If you are caught driving without a license in B.C., you face a fine between $500 and $2,000. A court may also sentence you to six months in jail. If you are caught driving while prohibited a second time, you face a similar fine and a court might sentence you up to one year in jail.

“If you go to jail, then you have a criminal record,” said Sager. “And if you have children, your kids go into care. It’s actually super serious.”

For many coastal communities, not only is travelling to Port Alberni for driving lessons logistically difficult, it is financially inaccessible, said Frank. 

“All services don't stop in Port Alberni,” she said. 

Through funding from ICBC and Chee Mamuk, an Indigenous program run through the BC Centre of Disease Control, 21 participants from Ka:’yu:’k't'h'/Che:k:tles7et'h', Ahousaht, Tla-o-qui-aht, Huu-ay-aht and Ucluelet First Nations received Class 7L and Class 4 Student Courses for free. 

Since launching the All Nations Driving Academy over three years ago, Sager has continued to mobilize her efforts by studying a doctorate in social sciences to determine the impact of colonization on driver's licensing for Indigenous people in Canada.

Research on the topic has been studied in New Zealand and Australia, but never in Canada, she said. 

For some, their first experience in a car was when they were being driven away to residential school, explained Sager. 
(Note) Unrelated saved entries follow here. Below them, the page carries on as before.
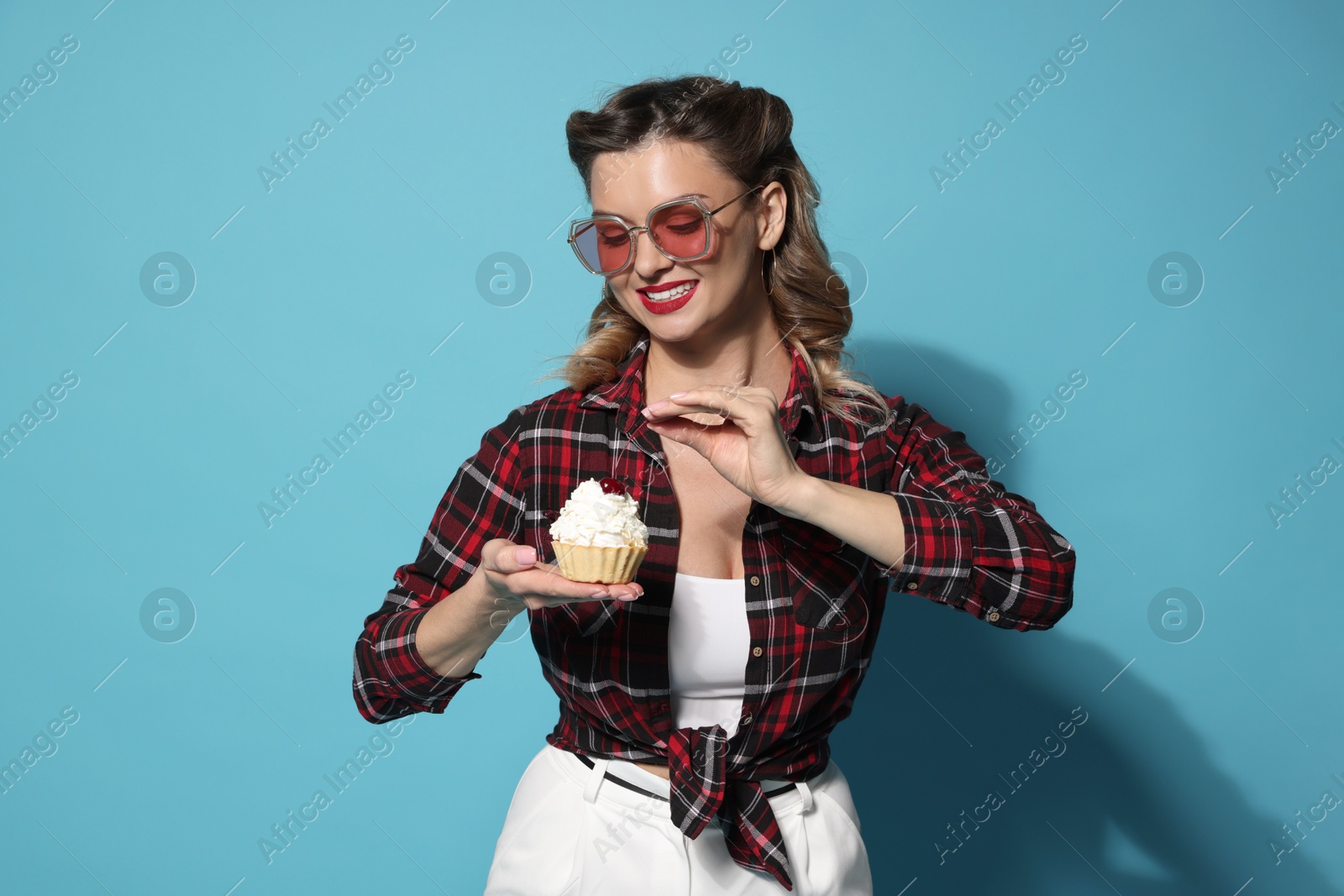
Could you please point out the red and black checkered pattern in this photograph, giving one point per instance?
(815, 604)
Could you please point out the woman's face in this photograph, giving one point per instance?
(629, 184)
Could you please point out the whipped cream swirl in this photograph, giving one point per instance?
(600, 519)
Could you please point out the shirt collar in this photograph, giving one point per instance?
(625, 396)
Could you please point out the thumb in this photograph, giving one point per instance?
(507, 557)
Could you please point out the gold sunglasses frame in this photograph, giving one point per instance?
(631, 231)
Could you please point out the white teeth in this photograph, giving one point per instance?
(672, 293)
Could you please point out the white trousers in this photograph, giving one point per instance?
(571, 832)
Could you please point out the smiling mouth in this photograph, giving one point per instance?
(667, 295)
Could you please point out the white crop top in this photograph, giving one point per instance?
(707, 652)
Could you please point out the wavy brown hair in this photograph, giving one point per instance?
(746, 130)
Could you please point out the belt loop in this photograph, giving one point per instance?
(596, 774)
(806, 793)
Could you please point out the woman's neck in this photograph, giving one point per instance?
(756, 358)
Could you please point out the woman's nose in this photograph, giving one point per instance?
(648, 259)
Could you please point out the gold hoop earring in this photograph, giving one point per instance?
(769, 289)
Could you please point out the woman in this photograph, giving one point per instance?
(784, 500)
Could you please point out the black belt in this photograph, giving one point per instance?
(642, 790)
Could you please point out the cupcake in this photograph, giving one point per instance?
(598, 535)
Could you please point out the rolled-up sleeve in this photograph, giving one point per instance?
(971, 543)
(484, 501)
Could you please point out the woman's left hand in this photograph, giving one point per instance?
(749, 449)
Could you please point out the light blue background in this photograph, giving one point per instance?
(311, 297)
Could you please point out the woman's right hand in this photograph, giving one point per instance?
(515, 578)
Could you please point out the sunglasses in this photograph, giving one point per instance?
(678, 228)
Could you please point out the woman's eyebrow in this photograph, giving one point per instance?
(662, 203)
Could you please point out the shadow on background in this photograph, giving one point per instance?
(952, 705)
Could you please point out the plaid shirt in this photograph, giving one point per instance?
(813, 602)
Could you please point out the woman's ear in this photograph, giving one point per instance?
(774, 204)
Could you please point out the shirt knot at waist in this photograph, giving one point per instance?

“There’s a lot of trauma around the car,” she said.

The rates of death, hospital admission and injury related to motor vehicle collisions are twice as high among Indigenous populations than the general Canadian population, according to a 2013 study published in the Canadian Journal of Rural Medicine.

Between 1992 and 2006, motor vehicle collisions were the leading cause of death for Indigenous children aged 1 to 4 years old. With a rate of 5.6 per 100,000, it was nearly four times higher than the rate for other B.C. children, according to the 2016 report Where the Rubber Meets the Road: Reducing the Impact of Motor Vehicle Crashes on Health and Well-being in BC.
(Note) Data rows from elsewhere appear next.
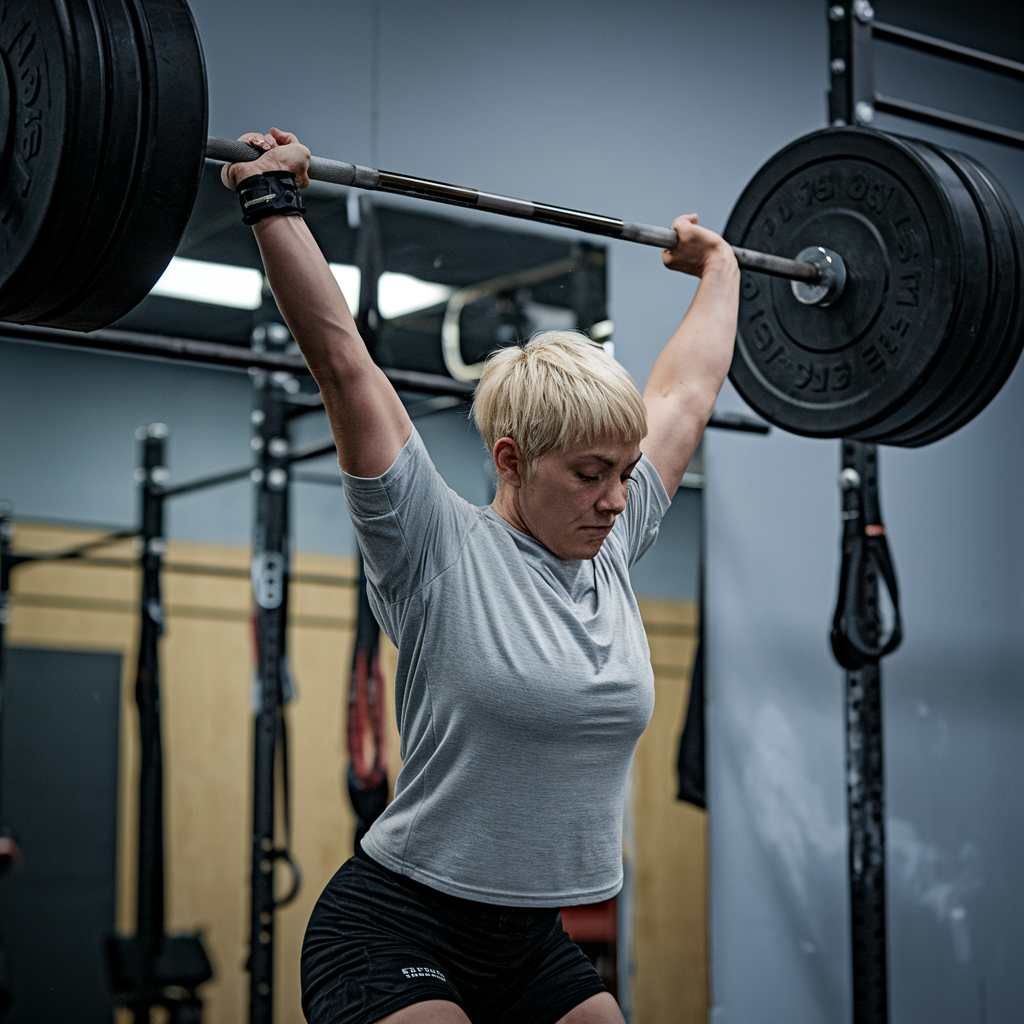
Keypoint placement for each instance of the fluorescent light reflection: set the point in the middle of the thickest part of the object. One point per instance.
(397, 294)
(216, 284)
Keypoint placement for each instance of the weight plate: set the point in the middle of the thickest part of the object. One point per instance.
(52, 74)
(966, 342)
(98, 223)
(170, 161)
(843, 370)
(1004, 330)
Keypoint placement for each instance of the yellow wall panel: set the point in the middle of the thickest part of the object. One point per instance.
(206, 666)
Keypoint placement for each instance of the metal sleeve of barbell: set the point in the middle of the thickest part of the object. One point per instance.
(352, 175)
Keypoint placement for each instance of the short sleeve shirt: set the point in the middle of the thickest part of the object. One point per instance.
(523, 683)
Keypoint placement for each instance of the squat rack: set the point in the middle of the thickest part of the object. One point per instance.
(860, 638)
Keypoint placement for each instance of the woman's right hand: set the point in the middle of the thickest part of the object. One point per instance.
(282, 152)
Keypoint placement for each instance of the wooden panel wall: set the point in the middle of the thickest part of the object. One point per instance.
(207, 668)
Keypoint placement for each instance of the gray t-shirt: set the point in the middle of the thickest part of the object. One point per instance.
(522, 686)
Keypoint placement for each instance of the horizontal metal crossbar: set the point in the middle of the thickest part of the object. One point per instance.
(190, 350)
(939, 47)
(943, 119)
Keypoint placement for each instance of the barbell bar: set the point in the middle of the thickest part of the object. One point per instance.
(103, 135)
(370, 178)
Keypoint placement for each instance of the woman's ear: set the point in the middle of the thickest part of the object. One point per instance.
(509, 462)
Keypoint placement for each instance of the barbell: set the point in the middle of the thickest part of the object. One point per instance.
(883, 284)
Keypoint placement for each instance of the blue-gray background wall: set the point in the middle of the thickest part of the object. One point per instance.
(645, 111)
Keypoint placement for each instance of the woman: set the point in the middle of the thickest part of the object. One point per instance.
(523, 679)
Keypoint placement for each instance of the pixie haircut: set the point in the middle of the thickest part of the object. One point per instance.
(559, 389)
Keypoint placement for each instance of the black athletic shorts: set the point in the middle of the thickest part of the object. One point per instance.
(378, 941)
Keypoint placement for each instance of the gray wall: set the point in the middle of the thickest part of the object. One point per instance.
(953, 699)
(645, 111)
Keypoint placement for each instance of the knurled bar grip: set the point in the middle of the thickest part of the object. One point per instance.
(354, 176)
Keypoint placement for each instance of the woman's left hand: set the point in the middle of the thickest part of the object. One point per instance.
(697, 248)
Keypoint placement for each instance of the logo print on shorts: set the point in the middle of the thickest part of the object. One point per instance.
(423, 972)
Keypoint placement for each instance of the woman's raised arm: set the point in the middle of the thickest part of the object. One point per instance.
(368, 419)
(689, 373)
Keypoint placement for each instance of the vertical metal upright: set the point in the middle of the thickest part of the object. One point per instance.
(859, 645)
(150, 898)
(9, 852)
(851, 64)
(271, 687)
(858, 626)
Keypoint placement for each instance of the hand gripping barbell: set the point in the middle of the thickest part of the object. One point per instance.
(882, 287)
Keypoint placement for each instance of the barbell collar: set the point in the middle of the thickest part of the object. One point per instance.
(356, 176)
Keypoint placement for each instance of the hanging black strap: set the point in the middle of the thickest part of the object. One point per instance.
(854, 639)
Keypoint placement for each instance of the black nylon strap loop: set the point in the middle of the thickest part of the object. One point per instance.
(862, 547)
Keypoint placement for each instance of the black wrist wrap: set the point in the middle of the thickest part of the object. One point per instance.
(265, 195)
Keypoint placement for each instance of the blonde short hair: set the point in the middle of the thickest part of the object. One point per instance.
(559, 389)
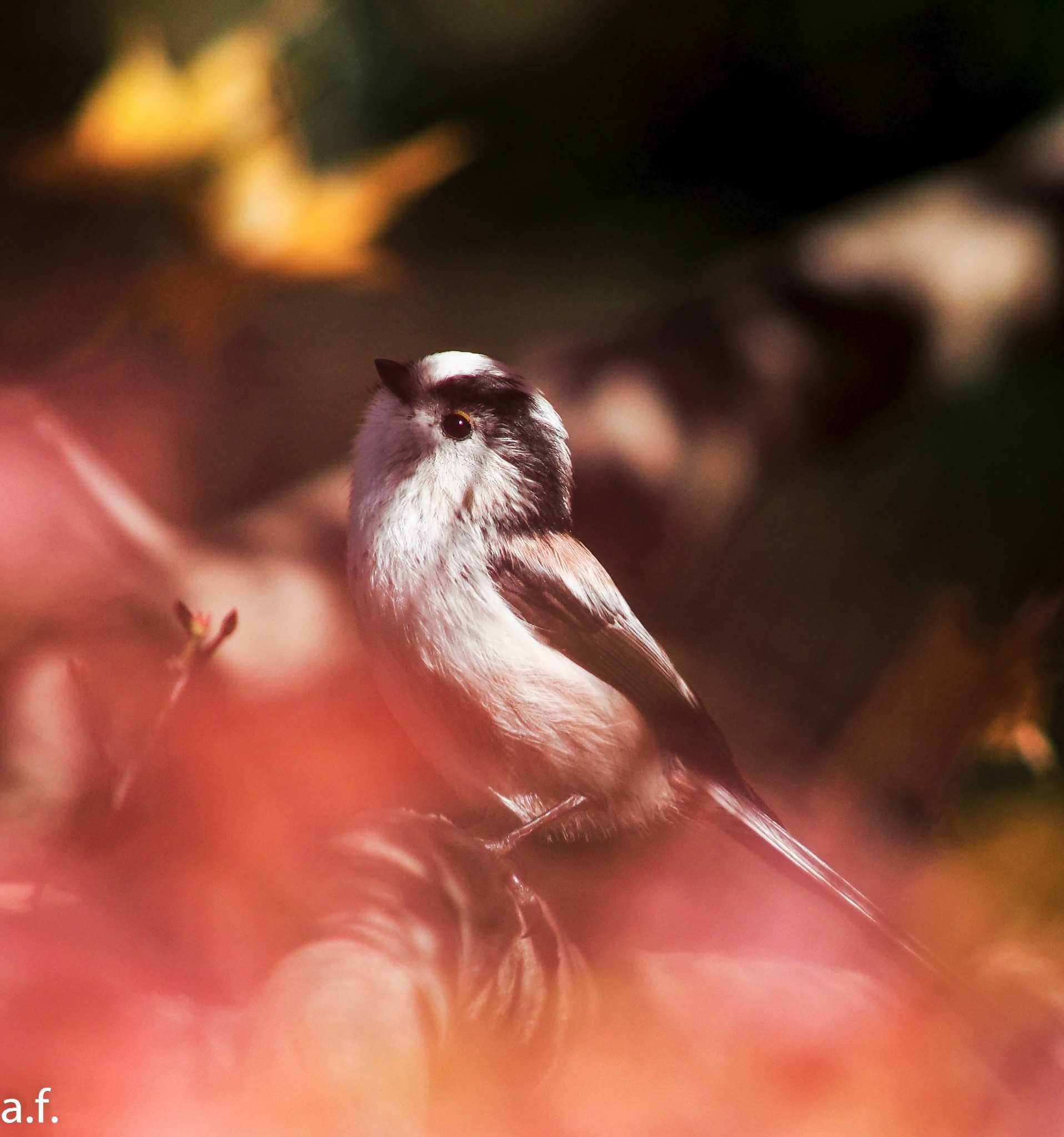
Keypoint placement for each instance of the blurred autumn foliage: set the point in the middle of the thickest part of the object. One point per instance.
(826, 469)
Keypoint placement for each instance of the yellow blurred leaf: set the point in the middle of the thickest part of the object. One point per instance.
(269, 209)
(146, 114)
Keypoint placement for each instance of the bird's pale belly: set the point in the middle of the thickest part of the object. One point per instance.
(540, 729)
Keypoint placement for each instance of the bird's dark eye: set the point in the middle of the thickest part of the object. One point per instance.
(457, 425)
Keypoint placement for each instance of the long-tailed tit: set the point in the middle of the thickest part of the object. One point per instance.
(501, 644)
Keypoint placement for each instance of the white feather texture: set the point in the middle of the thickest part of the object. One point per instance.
(482, 697)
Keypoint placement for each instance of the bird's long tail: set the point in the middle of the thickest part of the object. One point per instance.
(754, 824)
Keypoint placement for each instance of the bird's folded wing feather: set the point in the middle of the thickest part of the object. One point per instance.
(561, 590)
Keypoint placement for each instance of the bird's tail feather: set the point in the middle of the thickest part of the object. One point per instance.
(754, 824)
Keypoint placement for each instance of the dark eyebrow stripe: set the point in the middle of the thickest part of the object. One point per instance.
(493, 390)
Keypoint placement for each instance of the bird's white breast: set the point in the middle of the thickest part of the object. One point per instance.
(497, 710)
Through exposure therapy, Sager said she hopes to create positive memories for First Nations people so they feel safe in a vehicle. 
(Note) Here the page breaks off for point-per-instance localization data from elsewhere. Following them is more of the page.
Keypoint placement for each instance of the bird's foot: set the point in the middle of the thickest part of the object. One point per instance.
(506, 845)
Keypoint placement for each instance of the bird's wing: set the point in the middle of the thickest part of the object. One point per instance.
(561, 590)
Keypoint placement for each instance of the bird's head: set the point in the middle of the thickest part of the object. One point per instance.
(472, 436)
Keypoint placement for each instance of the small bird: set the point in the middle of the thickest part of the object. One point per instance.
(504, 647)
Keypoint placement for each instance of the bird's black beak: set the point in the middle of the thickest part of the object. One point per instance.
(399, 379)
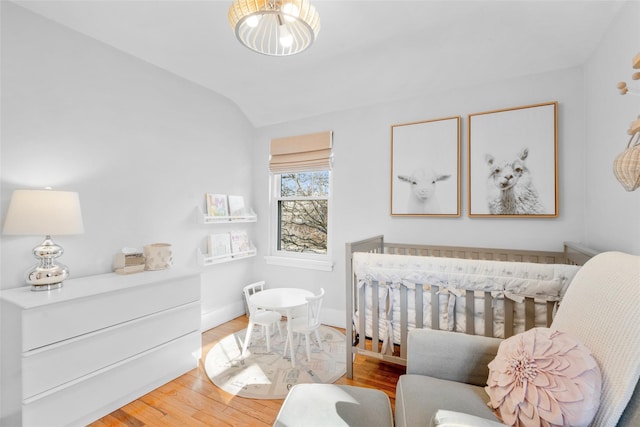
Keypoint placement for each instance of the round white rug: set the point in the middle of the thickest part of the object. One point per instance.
(269, 375)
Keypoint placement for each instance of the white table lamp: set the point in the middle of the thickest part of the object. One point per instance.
(44, 212)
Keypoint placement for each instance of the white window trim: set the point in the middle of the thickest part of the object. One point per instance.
(292, 259)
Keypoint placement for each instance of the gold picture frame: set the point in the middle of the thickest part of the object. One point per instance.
(513, 162)
(425, 168)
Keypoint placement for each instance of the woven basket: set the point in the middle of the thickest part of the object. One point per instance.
(626, 166)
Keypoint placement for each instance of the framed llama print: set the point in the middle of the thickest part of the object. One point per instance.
(425, 168)
(513, 162)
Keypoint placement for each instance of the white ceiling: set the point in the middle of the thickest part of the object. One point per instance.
(367, 52)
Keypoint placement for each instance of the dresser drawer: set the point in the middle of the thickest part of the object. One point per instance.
(80, 402)
(57, 364)
(73, 317)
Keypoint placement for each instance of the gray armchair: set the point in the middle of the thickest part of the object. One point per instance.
(448, 371)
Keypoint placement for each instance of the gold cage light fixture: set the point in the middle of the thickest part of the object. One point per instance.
(275, 27)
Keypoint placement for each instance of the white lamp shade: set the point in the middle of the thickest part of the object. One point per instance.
(43, 212)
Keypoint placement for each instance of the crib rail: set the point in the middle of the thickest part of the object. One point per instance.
(382, 346)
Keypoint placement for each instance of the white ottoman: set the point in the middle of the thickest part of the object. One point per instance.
(334, 405)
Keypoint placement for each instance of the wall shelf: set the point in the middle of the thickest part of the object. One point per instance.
(208, 219)
(206, 260)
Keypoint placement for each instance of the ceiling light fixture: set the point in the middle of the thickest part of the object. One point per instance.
(275, 27)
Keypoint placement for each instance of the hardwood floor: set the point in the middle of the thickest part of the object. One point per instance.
(193, 400)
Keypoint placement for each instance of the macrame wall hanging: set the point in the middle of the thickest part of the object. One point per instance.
(626, 166)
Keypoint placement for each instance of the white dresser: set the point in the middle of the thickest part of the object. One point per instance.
(72, 355)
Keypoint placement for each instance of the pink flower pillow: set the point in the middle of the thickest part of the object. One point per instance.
(544, 377)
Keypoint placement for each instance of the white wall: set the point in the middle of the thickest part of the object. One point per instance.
(139, 144)
(612, 214)
(362, 183)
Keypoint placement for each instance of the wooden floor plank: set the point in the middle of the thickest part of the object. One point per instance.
(193, 400)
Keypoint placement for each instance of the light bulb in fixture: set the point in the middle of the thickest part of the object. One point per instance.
(291, 12)
(286, 39)
(253, 21)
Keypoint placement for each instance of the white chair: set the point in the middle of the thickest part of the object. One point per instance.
(258, 316)
(308, 323)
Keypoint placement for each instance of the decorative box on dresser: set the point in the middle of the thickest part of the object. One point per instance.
(75, 354)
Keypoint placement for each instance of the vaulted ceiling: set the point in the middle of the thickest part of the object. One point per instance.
(367, 52)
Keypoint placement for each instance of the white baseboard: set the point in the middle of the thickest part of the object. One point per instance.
(333, 317)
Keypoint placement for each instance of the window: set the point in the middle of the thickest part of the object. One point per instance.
(300, 201)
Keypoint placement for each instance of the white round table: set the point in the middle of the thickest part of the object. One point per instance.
(283, 300)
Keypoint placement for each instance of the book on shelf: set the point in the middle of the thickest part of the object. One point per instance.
(236, 206)
(219, 244)
(240, 241)
(217, 204)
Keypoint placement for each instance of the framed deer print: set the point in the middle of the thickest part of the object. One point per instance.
(513, 162)
(425, 168)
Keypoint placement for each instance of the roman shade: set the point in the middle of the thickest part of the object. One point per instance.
(302, 153)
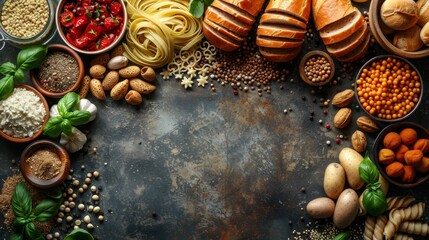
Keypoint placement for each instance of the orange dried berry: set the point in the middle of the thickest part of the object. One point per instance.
(386, 156)
(424, 165)
(409, 174)
(395, 169)
(422, 145)
(413, 157)
(392, 140)
(400, 152)
(408, 136)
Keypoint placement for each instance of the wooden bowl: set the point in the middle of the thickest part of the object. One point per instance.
(385, 41)
(81, 66)
(36, 134)
(28, 173)
(315, 53)
(378, 145)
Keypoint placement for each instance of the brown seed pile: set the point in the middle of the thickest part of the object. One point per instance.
(246, 70)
“I want people to feel like they’re safe to move their life forward,” she said. “There’s so many incredible stories like mothers getting reunited with their children and people who have chosen a life of sobriety because now they can be a legal, compliant driver and get a job.”

Frank said she hopes the nation continues with the pilot project after debriefing with Seitcher and Sager to determine how they can improve it for Nuu-chah-nulth members going forward.

Not only do the courses provide members living in Ty-Histanis or Esowista the ability to complete simple daily duties, such as checking their mail in nearby towns, it gives them another skill set to add to their resume, said Frank.

“When people get a driver's license [they’re] challenging systems,” said Sager. “We're challenging systems of policing – like justice, corrections and health, because there's this whole conversation around social mobility. When people start to rise, we're disrupting how people are also kept down. And I will say it's rocking the boat, and I think it's rocking it in a really good way.”